Komisja Europejska od wielu lat walczy z międzynarodowymi korporacjami, które mają stosować nieuczciwe praktyki monopolistyczne. Tym razem padło na Google (GOOGL  ), na którego nałożono karę w wysokości 1,7 miliardów dolarów (1,5 miliarda euro) za złamanie unijnych przepisów antymonopolowych. To już trzecia kara finansowa nałożona przez Komisję Europejską.

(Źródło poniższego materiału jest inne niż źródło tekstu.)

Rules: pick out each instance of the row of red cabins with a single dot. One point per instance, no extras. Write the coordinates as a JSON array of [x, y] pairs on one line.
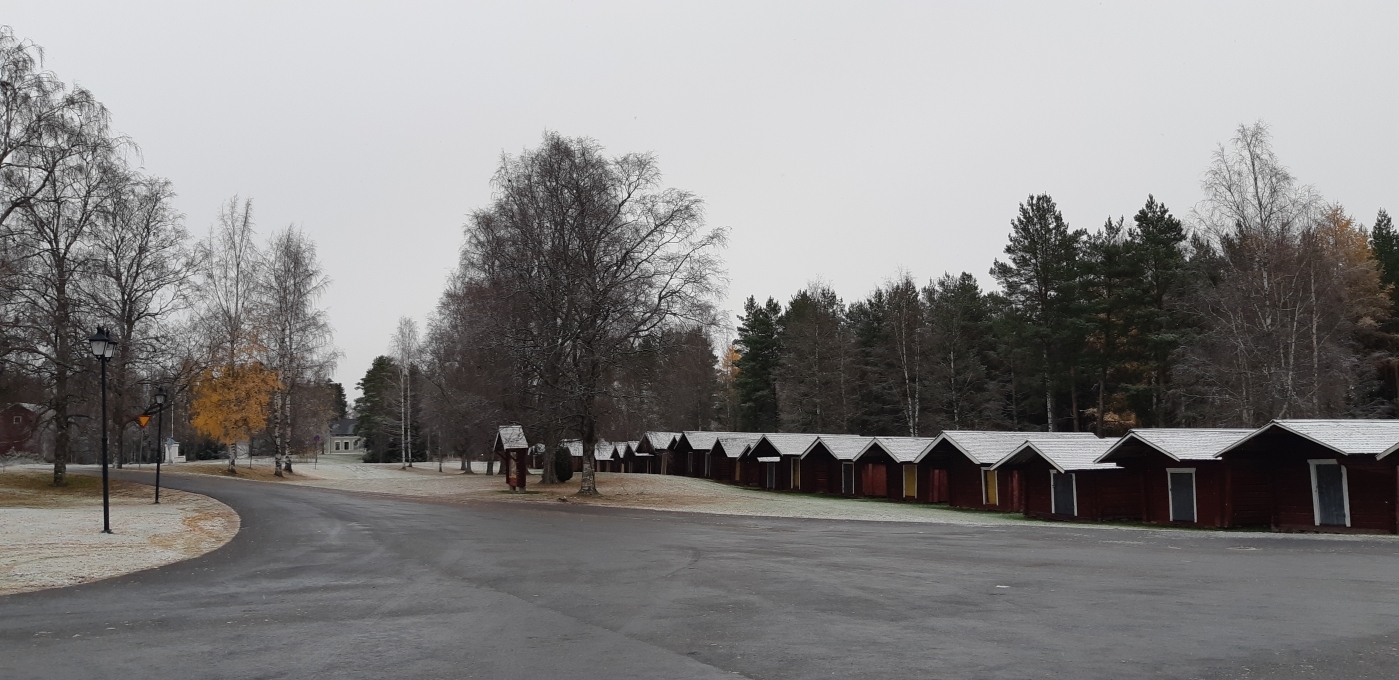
[[1290, 475]]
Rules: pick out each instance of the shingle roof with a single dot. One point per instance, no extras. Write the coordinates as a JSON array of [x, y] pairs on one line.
[[903, 449], [1347, 437], [702, 440], [791, 444], [841, 447], [988, 448], [1181, 444], [1065, 454], [659, 441], [509, 438], [343, 427], [736, 445]]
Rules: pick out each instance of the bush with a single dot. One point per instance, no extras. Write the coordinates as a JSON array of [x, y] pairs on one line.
[[564, 466]]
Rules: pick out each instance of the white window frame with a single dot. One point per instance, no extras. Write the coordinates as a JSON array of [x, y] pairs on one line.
[[1073, 484], [1195, 494], [1345, 489]]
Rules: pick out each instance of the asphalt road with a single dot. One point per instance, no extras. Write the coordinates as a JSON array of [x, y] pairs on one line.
[[328, 584]]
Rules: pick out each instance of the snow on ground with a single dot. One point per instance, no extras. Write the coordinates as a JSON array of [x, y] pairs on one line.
[[641, 491], [51, 537]]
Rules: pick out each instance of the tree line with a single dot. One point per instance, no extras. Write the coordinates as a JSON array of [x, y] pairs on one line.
[[584, 307], [228, 325], [1265, 302]]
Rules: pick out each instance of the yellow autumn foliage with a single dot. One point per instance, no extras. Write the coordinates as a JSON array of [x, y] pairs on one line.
[[231, 402]]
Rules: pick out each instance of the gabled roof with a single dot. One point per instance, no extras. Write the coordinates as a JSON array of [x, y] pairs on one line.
[[988, 448], [1346, 437], [841, 447], [789, 444], [903, 449], [509, 438], [343, 427], [1065, 454], [658, 441], [736, 445], [702, 440], [1180, 444]]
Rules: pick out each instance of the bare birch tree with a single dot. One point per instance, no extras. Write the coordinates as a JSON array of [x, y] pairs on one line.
[[591, 256], [297, 337]]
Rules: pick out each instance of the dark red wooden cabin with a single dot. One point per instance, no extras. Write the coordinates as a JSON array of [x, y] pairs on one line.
[[1182, 482], [1315, 476], [1056, 477]]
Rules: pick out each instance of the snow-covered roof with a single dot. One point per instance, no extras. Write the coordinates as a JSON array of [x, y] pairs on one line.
[[903, 449], [1180, 444], [659, 441], [988, 448], [1065, 454], [1347, 437], [735, 445], [702, 440], [841, 447], [789, 444], [509, 438]]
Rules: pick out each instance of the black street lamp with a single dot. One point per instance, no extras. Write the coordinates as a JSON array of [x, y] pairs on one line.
[[160, 441], [102, 349]]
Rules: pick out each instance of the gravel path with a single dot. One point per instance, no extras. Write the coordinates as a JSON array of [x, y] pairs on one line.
[[53, 539], [641, 491]]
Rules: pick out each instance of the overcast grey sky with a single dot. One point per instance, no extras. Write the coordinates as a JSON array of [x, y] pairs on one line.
[[841, 142]]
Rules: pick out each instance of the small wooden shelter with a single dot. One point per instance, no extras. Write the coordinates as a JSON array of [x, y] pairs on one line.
[[661, 447], [905, 477], [722, 462], [1315, 476], [1059, 477], [514, 449], [774, 462], [1182, 479]]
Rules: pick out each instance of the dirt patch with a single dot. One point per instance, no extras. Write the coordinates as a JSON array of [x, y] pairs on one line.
[[52, 536]]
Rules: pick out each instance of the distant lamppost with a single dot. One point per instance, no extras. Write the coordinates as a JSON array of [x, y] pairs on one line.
[[160, 441], [102, 349]]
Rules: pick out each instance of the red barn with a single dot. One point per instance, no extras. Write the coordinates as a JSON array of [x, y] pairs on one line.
[[661, 447], [723, 461], [1058, 477], [1315, 476], [828, 466], [966, 459], [907, 480], [1182, 479], [781, 454], [693, 449]]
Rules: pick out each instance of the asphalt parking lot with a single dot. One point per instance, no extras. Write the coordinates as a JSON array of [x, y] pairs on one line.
[[332, 584]]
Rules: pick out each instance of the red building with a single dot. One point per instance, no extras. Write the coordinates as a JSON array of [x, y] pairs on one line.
[[661, 447], [966, 459], [905, 479], [1315, 476], [1058, 477], [723, 459], [1181, 476]]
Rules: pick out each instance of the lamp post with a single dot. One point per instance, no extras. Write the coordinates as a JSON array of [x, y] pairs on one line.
[[102, 349], [160, 441]]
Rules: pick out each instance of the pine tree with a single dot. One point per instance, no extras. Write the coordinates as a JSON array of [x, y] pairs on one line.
[[1040, 281], [760, 350], [1384, 244], [1159, 256]]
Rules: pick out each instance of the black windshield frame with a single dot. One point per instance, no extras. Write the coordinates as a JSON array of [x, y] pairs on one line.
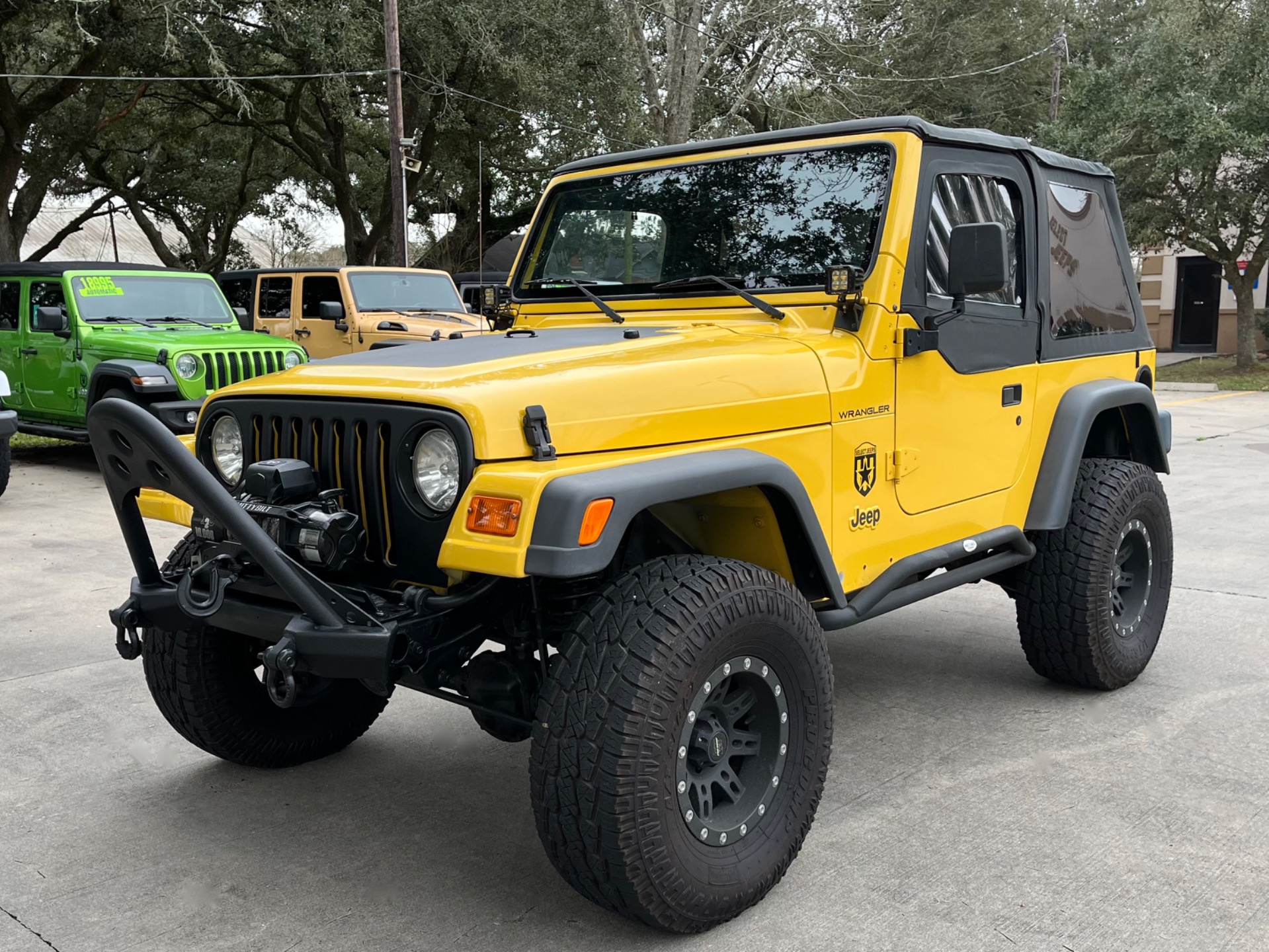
[[541, 234]]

O nałożeniu kary na koncern Alphabet, do którego należy m.in. wyszukiwarka Google, poinformowała unijna komisarz ds. konkurencji Margrethe Vestager. Kara jest związana z "nielegalnymi praktykami w reklamach wyszukiwarki Google", co sprowadzało się do restrykcyjnych i nieuczciwych klauzul w kontraktach z podmiotami trzecimi, klientami Google, którzy prowadzą swoje strony internetowe. Kara dotyczy nieuczciwego wykorzystania narzędzie AdSense, które służy do umieszczania reklam kontekstowych na strona internetowych klientów. Reklamobiorcy, właściciele stron, nie mogli umieszczać na nich wyników z innych wyszukiwarek konkurencyjnych dla Google, czyli m.in. Bing Microsoftu (MSFT  ) i Yahoo, który jest częścią koncernu medialnego Oath. Google twierdzi, że obecnie jest w trakcie dostosowywania się do wymagań Komisji Europejskiej. Kent Walker, wiceprezes Google ds. polityki publicznej, zapewnia, że "już wkrótce będzie aktualizacja usługi, aby umożliwić konkurentom większą widoczność na rynkach europejskim". Komisja Europejska stwierdza, że w latach 2006-2016 Google miał ponad 70% na rynku wyszukiwarek.

To już trzecia kara, która została nałożona na Google przez Komisję Europejską. Pierwsza kara o wysokości 2,42 miliarda euro została nałożona we wrześniu 2017 roku za nieuczciwe praktyki związane z faworyzowaniem swojej porównywarki cen - wyniki z usługi Google Shopping wyświetlały się jako pierwsze - ta sprawa toczyła się od 2008 roku. Kolejna kara została nałożona w lipcu zeszłego roku i dotyczyła także nieuczciwych praktyk rynkowych - Google faworyzował swoje aplikacje na urządzenia z systemem operacyjnym Android. Spółka także stawiała monopolistyczne warunki i wymogi producentom smartfonów i tabletów, którzy chcą korzystać z Androida. Kara wyniosła rekordowe 4,3 miliardy euro - to najwyższa kara nałożona przez Komisję Europejską na międzynarodową korporację. Zarzut unijnych urzędników sprowadzał się do tego, że Google umacnia swoją pozycję rynkową w nieuczciwy sposób - narzuca instalację przeglądarki Chrome i stosowanie wyszukiwarki Google, map oraz sklepu z aplikacjami jako domyślny wybór. Kent Walker opublikował post na firmowym blogu, w którym twierdzi, że posiadacze urządzeń z Androidem będą mieli możliwość wyboru aplikacji do zainstalowania.

Google nie jest pierwszą korporacją, na którą nałożono kary finansowe. Komisja Europejska po raz pierwszy od 50 lat nałożyła 899 milionów euro kary na Microsoft w 2008 roku za nieracjonalnie wysokie ceny za dostęp do dokumentacji interfejsu dla serwerów grup roboczych. Przez lata kolejne korporacje otrzymywały kary od Komisji Europejskiej - 1,06 miliardów euro kary nałożono na Intel (INTC  ) w 2009 roku za "niezgodne z prawem praktyki antymonopolowe", kolejne 561 milionów euro na Microsoft w 2013 roku za "narzucanie użytkownikom przeglądarki Internet Explorer" oraz 110 milionów kary na Facebooka (FB  ) w 2017 za "dostarczenie nieprecyzyjnych danych dotyczących połączenia kont użytkowników Facebooka i WhatsApp". Korporacje zazwyczaj odwołują się od kar finansowych nałożonych przez Komisję Europejską, ponieważ uznają je za niesłuszne - niektórym się to udaje, np. Intel nie zapłaci miliarda euro kary.